Bernd Dewe (* 27. November 1949 in Herford; † 14. Januar 2017) war ein deutscher Soziologe, Berufs- und Bildungsforscher und Hochschullehrer an der Universität Halle-Wittenberg.

Leben[Bearbeiten | Quelltext bearbeiten]

Bernd Dewe studierte Soziologie, Philosophie, Sozialökonomie und Erziehungswissenschaft an den Universitäten Bielefeld, FU Berlin und Osnabrück. Als Stipendiat der Max-Planck-Gesellschaft arbeitete Bernd Dewe 1979–1981 am Max-Planck-Institut für Bildungsforschung in Berlin im Rahmen eines Forschungsprojektes zu problemorientierten Bildungsprozessen in Großorganisationen. Anschließend war Dewe an der Universität Osnabrück von 1981 bis 1986 als wissenschaftlicher Angestellter im Fachbereich Sozialwissenschaften tätig, wo er 1982 mit einer Dissertation über Wissensstrukturen zum Doktor der Staats- und Wirtschaftswissenschaften (Dr. rer. pol.) promovierte. Von 1986 bis 1989 wechselte Dewe als Hochschulassistent an die Erziehungswissenschaftliche Hochschule Rheinland-Pfalz (Seminar für außerschulische Bildung und Berufspädagogik), wo er sein Konzept der Professionsforschung entwickelte.

Dewe habilitierte 1987 mit einer Schrift über gesellschaftliche Kommunikationsstrukturen und war in Folge Privatdozent für Bildungs-Berufssoziologie an der Universität Osnabrück. Im Jahre 1991 wurde Bernd Dewe auf eine Professur (C3) für Außerschulische Bildung im Fachbereich Erziehungswissenschaften an die Universität Koblenz-Landau berufen. Er vertrat mehrfach Professorenstellen u. a. an den Universitäten Bielefeld, Augsburg, Berlin, Osnabrück etc. und folgte 1992 dem Ruf auf eine Professur (C4) für betriebliche und arbeitsmarktbezogene Weiterbildung an die Martin-Luther-Universität in Halle-Wittenberg.
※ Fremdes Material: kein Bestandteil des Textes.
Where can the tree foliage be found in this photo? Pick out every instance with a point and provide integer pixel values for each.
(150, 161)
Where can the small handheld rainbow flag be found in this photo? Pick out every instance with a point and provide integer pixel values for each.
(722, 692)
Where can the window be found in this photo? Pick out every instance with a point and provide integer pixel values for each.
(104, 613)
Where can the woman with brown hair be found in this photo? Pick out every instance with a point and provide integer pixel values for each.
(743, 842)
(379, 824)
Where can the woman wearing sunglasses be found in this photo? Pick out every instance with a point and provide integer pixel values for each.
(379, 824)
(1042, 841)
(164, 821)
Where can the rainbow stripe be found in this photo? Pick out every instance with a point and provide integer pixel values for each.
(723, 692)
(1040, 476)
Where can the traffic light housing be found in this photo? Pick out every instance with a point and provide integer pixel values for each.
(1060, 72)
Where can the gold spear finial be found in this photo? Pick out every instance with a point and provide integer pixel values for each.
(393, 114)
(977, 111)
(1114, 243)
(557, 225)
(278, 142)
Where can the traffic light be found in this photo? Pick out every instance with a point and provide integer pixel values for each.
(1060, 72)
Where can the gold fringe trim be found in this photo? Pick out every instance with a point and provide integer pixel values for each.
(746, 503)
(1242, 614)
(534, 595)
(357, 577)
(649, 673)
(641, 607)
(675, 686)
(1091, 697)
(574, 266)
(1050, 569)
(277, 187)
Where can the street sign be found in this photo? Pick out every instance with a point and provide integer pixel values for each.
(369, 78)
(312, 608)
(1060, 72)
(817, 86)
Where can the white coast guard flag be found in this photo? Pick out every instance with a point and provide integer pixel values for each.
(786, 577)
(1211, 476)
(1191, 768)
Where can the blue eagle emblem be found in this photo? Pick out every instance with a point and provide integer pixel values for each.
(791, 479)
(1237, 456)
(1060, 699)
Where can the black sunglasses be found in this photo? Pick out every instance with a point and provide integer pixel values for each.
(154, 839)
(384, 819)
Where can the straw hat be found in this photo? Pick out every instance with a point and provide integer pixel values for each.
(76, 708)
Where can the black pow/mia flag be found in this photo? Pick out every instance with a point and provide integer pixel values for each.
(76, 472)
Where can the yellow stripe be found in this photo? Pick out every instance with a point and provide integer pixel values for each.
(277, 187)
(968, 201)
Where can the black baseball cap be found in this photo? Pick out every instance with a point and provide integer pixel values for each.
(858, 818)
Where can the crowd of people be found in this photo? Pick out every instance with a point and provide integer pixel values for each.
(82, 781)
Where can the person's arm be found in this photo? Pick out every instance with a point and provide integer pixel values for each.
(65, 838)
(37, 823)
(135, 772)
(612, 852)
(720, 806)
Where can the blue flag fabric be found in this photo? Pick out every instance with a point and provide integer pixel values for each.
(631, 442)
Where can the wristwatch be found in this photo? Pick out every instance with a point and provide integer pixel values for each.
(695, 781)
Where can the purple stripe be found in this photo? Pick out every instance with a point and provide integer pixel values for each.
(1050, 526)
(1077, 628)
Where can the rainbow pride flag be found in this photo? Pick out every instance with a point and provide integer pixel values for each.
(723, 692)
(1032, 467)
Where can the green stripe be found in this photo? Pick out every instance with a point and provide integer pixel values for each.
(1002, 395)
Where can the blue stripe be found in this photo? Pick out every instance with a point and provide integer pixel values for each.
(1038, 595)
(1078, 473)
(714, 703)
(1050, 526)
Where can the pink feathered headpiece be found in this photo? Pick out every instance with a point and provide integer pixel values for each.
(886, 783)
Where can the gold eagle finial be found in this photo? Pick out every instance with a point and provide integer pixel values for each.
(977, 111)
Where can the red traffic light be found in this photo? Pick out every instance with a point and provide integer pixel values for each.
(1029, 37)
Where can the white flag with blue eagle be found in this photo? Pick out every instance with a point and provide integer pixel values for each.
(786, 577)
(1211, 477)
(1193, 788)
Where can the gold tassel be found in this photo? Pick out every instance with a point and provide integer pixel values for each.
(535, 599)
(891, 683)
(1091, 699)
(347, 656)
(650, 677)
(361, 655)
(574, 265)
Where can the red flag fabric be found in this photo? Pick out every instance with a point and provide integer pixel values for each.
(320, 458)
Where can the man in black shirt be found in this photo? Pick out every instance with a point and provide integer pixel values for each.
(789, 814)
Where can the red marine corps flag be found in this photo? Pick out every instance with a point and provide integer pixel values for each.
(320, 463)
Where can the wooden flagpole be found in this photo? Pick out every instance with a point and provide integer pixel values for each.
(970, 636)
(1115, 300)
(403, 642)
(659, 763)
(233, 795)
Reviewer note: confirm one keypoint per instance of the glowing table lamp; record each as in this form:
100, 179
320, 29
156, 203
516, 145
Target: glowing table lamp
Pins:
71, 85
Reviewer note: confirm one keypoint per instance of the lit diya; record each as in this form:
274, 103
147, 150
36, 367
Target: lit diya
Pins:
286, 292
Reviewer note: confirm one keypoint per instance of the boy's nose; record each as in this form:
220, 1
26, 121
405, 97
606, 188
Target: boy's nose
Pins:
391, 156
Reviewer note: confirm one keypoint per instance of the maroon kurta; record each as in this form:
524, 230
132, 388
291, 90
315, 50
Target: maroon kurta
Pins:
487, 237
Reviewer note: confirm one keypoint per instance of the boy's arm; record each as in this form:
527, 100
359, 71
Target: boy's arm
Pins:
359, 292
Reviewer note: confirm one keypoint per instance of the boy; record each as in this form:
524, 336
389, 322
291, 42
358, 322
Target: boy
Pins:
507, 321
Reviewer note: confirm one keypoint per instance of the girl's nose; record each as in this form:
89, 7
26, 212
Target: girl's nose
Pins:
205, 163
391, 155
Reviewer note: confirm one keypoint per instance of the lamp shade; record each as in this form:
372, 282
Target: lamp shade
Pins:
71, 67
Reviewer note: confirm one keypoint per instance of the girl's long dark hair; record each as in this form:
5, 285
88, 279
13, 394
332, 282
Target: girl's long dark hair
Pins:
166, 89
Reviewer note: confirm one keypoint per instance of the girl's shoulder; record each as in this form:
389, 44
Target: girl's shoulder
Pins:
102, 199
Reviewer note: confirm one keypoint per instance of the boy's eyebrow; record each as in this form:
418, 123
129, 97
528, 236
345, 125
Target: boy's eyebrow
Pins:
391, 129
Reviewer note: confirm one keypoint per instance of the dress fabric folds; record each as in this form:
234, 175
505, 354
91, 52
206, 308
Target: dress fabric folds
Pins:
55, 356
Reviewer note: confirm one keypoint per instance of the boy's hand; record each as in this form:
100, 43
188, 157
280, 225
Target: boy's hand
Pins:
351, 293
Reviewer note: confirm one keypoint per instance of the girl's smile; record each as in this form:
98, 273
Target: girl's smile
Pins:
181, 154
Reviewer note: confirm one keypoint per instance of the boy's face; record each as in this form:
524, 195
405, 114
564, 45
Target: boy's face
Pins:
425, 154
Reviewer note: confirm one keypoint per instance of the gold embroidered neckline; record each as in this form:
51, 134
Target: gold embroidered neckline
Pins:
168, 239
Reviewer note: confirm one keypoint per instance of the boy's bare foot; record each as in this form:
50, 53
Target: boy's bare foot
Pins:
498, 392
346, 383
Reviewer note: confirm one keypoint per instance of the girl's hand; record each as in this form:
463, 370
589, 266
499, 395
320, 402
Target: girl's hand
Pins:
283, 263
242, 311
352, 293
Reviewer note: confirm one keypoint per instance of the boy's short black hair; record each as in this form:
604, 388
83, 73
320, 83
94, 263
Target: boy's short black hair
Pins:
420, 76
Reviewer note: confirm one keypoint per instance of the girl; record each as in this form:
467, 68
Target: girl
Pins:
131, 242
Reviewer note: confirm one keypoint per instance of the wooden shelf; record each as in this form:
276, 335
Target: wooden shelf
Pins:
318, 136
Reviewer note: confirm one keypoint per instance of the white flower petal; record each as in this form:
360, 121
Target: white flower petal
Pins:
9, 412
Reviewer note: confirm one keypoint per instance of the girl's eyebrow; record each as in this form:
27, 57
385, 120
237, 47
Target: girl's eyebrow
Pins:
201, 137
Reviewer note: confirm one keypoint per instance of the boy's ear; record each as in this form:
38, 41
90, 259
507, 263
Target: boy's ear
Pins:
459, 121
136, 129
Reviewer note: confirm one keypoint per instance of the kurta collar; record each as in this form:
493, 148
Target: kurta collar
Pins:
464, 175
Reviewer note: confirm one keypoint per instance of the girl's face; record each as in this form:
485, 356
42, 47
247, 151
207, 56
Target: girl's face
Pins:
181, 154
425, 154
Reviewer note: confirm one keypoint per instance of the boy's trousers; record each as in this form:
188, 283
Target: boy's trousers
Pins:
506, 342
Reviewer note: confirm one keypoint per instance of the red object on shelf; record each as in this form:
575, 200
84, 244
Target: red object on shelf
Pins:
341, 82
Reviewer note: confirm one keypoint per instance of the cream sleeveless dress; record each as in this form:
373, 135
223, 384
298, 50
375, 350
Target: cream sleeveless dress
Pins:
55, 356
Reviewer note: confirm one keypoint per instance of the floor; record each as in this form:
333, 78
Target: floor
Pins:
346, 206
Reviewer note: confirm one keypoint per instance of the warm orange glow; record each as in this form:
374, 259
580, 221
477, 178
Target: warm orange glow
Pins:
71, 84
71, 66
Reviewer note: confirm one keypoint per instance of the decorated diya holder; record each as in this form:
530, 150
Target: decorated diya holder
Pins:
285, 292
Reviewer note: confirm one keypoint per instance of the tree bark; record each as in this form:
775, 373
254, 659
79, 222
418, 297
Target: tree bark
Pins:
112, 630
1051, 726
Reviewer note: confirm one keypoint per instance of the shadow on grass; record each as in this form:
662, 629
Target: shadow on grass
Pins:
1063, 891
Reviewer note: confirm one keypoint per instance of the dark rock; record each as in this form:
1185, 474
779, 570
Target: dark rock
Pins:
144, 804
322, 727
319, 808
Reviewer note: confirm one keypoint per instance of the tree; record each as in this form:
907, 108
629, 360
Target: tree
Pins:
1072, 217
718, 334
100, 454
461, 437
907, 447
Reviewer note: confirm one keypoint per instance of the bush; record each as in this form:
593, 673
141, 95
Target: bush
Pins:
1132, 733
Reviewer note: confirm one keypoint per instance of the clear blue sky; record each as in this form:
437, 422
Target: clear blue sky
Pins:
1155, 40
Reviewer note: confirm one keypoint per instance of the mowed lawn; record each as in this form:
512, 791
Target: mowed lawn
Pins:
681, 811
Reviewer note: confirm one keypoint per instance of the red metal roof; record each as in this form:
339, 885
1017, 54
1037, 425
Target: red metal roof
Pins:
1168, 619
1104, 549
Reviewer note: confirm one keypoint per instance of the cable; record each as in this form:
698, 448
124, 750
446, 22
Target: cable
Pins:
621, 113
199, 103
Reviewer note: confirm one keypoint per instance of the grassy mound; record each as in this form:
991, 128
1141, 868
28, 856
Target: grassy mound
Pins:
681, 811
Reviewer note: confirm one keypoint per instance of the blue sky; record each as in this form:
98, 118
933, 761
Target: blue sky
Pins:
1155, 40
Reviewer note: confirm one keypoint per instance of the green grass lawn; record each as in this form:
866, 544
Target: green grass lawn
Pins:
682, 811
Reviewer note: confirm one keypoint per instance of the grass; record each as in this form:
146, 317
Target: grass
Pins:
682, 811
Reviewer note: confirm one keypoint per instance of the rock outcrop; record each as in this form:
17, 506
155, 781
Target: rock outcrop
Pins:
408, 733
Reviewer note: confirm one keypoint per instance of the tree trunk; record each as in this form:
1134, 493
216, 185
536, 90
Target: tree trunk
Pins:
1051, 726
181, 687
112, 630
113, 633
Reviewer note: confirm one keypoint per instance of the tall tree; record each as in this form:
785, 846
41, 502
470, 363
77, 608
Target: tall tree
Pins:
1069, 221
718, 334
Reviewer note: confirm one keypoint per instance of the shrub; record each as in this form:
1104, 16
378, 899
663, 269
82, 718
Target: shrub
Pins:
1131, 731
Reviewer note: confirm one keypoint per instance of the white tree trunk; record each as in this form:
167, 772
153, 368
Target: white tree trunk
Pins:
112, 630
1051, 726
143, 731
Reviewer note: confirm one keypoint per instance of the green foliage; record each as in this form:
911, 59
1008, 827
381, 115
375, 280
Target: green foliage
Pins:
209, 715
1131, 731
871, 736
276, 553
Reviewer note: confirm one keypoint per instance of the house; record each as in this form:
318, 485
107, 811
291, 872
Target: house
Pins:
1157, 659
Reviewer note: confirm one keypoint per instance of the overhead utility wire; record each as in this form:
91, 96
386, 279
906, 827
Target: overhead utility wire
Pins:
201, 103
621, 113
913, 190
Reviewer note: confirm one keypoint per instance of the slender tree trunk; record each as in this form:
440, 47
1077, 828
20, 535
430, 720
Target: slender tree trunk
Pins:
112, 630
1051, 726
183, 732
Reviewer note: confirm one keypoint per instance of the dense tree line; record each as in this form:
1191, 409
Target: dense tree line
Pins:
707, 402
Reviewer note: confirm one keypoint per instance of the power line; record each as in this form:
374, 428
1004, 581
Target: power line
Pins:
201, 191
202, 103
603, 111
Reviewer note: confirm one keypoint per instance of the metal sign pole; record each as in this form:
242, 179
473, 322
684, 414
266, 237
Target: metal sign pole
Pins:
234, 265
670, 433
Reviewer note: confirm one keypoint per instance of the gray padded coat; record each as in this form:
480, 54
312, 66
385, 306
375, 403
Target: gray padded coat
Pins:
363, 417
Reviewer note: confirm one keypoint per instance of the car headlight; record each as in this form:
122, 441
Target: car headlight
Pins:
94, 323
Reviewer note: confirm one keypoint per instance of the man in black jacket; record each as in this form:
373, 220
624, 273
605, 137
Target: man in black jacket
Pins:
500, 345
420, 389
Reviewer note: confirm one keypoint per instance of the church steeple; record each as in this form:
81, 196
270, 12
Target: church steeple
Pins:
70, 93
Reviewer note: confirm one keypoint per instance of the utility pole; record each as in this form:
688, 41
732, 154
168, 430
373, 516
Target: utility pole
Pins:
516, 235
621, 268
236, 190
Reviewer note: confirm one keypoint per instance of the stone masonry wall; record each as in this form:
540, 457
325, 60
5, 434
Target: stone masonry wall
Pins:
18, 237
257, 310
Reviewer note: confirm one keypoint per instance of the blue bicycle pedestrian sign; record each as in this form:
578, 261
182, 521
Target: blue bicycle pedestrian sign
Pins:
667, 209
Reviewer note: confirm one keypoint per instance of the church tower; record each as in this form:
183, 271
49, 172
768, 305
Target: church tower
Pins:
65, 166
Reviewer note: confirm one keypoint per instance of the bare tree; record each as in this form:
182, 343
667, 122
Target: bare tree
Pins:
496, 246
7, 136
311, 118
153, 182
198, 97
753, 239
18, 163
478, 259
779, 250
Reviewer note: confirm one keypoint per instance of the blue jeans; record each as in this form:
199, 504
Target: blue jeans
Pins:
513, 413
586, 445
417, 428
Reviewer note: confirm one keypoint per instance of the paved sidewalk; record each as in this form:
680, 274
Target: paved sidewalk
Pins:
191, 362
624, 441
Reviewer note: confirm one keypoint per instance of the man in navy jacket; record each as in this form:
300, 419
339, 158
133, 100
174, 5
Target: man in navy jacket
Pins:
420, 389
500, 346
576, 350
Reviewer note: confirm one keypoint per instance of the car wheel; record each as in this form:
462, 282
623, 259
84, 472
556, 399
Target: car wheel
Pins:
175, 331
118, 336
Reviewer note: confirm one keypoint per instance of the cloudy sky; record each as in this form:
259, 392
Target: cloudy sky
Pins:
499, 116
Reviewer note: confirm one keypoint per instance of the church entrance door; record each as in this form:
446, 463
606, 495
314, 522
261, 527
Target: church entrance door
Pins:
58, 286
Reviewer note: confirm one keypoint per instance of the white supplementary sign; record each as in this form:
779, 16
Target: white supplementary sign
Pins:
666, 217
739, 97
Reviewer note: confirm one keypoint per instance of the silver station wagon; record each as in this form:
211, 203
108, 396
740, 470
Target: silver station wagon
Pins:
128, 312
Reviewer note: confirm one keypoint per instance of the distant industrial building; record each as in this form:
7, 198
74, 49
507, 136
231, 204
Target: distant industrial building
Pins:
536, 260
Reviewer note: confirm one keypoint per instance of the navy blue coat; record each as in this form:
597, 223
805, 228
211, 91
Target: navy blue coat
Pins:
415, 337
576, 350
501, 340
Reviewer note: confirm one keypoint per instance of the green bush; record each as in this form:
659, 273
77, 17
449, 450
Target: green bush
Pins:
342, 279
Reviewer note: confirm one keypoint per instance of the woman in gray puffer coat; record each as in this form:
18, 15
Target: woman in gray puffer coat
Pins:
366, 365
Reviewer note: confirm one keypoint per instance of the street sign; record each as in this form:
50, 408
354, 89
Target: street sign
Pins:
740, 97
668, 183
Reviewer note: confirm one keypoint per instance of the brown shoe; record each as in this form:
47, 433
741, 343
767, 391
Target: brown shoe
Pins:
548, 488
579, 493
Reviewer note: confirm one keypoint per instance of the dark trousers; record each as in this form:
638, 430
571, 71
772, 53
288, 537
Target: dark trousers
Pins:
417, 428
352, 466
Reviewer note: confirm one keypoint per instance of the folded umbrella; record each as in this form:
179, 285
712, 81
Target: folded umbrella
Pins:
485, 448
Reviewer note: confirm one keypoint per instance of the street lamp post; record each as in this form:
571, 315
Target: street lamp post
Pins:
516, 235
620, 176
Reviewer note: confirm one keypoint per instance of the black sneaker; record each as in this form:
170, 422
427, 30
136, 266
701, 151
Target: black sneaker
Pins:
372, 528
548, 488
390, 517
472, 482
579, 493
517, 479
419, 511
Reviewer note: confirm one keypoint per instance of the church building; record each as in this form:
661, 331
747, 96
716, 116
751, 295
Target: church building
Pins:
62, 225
Neben seiner Tätigkeit an der Martin-Luther-Universität Halle-Wittenberg war Bernd Dewe seit 1988 Dozent für Allgemeine Erziehungswissenschaft im „Weiterbildenden Studiengang Betriebspädagogik“ in Rheinland-Pfalz. Des Weiteren war er seit Ende der 1990er Jahre Lehrbeauftragter an der Donau-Universität Krems und an der Universität Linz (2003) und Gastprofessor an der Fachhochschule St. Pölten in Österreich.

Forschung[Bearbeiten | Quelltext bearbeiten]

Vor dem Hintergrund intensiver Forschung zum Verhältnis von bildendem, beratendem und therapeutischem Handeln in Arbeitsfeldern der Sozialarbeit, Erwachsenenbildung und Schule im Rahmen der neueren Wissensverwendungsforschung ist sowohl die mit Enno Schmitz herausgegebene Schriftenreihe „Untersuchungen zu Problemen beratenden und erwachsenenpädagogischen Handelns“ an der FU Berlin zu sehen, als auch mehrere von der Deutschen Forschungsgemeinschaft geförderte Drittmittelprojekte zur Analyse der Nutzung sozialwissenschaftlichen Wissens in Beratungszusammenhängen, zur Bedeutung wissenschaftlicher Expertise im Professionshandeln sowie zu Stellenwert und Funktion der Sozialwissenschaften bei der Reform der Lehrerausbildung.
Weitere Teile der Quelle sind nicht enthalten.